Going forward, the most important issues are Social Security and the government's role in health care. The Administration should focus on pursuing modernization and reform in those two areas.

On Social Security, the President should say that the system works for today's seniors, but it does not work for younger people. As important as it is to keep our promises to those who are in retirement or close to it, it is just as important that we not leave Social Security as it is for people in their 20's, 30's, and 40's.

The American people need to know that the money that workers put into Social Security now does not belong to them, but instead goes into the general Treasury, where Congress spends it as it pleases. You might think that the money you put into Social Security goes into an account where it belongs to you and nobody else can touch it. However, it does not work that way. It can work that way. It should work that way. It will work that way once reforms are enacted. Privatization is the ultimate lockbox.

Social Security also needs to be more flexible. Our existing system was designed when reaching the age of 65 meant that your active life was probably over, and you were likely to die within a decade. Going forward, we need a system that can accommodate everything from early retirement to seniors taking on second careers and new challenges in their 80's. Personal accounts are the key to giving people more options as they age.

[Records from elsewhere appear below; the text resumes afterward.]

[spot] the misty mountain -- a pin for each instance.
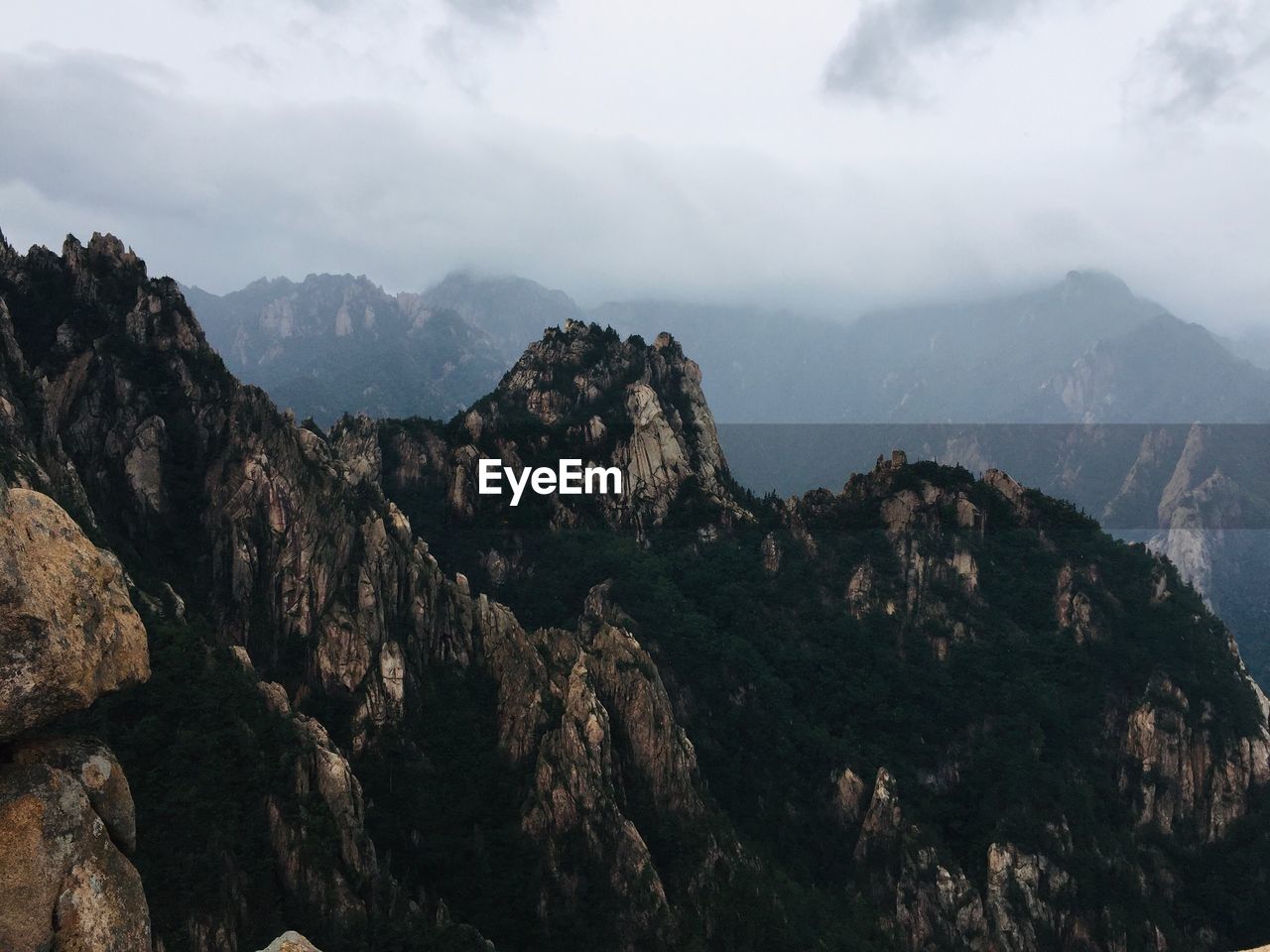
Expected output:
(512, 311)
(929, 711)
(1084, 349)
(336, 343)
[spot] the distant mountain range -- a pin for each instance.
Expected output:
(1084, 350)
(920, 711)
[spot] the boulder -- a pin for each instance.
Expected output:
(68, 633)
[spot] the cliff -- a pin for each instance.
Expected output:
(925, 711)
(68, 635)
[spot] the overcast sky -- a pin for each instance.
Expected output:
(811, 154)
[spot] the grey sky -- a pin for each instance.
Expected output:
(821, 155)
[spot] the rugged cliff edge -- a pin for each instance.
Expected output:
(928, 711)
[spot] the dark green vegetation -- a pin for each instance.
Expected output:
(202, 754)
(780, 687)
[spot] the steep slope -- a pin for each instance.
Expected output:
(363, 657)
(928, 711)
(979, 657)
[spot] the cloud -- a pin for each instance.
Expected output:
(218, 194)
(498, 13)
(1209, 59)
(878, 59)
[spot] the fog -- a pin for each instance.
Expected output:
(825, 158)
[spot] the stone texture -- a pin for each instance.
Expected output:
(67, 629)
(64, 884)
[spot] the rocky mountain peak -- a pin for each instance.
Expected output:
(1093, 285)
(581, 391)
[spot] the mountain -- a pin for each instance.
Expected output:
(928, 711)
(1084, 349)
(333, 344)
(512, 309)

On health care, reforms should adhere to some basic principles. These principles will promote personal choice and continued innovation.

The first principle is to give as much decision-making authority as possible to patients and doctors. Today, treatment choices can be distorted by Medicare regulations, fear of lawsuits, and other mechanisms. Reform should aim to minimize such sources of distortion.

The second principle is that taxes should be used to pay for health care only for those who truly need assistance. To the extent that the government pays health care expenses for everyone, your medical bills will go down but your tax bills will go up by much more. We need only limited paternalism.

Shameless Demagoguery

Although it would not contradict any of his major policy positions, I cannot say that I expect President Bush to deliver the sort of speech I have outlined. My guess is that instead he will answer Senator Kerry's shameless demagoguery with shameless demagoguery of his own. Probably that would serve to raise his standings in the polls. Just not with me.